Pakistan was the first Muslim country to have a female Prime Minister. Top cabinet ministries, including finance and foreign, have gone to women politicians. However, these landmarks achieved at the national level have not translated into political empowerment for women on the provincial level. Balochistan, for example, is heading for a local government election next month without a single woman candidate. The two main parties have dismissed the idea of a woman as mayor. Balochistan has 12 women members of the Provincial Assembly on reserved seats while one is elected, compared to 65 males on general seats. No minister or advisor to a minister is a woman.
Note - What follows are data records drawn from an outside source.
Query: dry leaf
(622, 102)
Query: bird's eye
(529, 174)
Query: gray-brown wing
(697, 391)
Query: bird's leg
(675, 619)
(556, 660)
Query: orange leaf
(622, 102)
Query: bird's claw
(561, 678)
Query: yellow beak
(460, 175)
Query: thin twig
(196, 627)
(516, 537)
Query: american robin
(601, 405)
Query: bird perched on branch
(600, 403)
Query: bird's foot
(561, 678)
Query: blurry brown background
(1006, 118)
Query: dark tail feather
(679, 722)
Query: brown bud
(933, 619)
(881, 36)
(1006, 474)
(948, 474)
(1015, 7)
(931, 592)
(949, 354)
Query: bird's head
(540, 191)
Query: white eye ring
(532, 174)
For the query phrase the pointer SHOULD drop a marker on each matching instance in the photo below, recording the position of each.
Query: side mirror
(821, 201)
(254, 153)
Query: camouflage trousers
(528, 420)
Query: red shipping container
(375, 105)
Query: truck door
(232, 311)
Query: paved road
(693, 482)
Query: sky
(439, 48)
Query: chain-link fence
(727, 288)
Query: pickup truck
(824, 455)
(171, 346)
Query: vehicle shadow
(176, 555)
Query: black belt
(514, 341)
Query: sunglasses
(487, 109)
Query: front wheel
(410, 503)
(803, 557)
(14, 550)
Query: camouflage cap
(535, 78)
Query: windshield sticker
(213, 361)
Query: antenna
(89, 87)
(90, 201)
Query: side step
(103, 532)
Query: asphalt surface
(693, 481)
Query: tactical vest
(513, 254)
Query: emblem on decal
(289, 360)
Women quotas were introduced in Pakistan in 2002 to include more women in the legislation and policy-making process. There was plenty of cynicism regarding these reserved seats, with the major criticism being that they would be unfairly captured by the elite and not empower competent women at the grassroots level. Indeed, though women legislators have been lauded for some of their legislation and lobbying for good causes, they are still dependant on their parties for “selection.” This takes away influence from them. There is little room for initiative, questioning party politics and policies. Furthermore, the fact that more men stand on the general seats than women, the election process remains male-dominated. There are unfortunately, very few women leaders who have been voted into office. And in a province like Balochistan, traditionally marred by illiteracy, tribalism and patriarchy- things look even grimmer. The mayoral election in Balochistan next month, in which no woman has been allowed to compete for office, is just one example. The overwhelming attitude is that in the presence of so many competent men, there is simply no room for women. In other words, women are competing for intellectual superiority on an entirely different plane- one where there are no men.
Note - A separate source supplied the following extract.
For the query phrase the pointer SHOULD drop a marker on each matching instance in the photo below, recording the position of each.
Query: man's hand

How will the political scenario in Pakistan become more favorable to women? Are reserved quotas helping or feeding into the attitudes that women can’t do without affirmative action to fight on the same professional planes? If it is the latter, then what are the alternatives? At least one of the answers must lie in a fundamental upheaval of the patriarchal mindset, which can come from early education alone. And as the news goes, a militant group in Panjgur, Balochistan’s western district has recently threatened 23 English language learning centers to shut down and proclaimed them “haram.” Amidst this kind of armed oppression, how can we expect middle and lower class women to rise much further than the four walls of their homes, much less into policy-making quarters?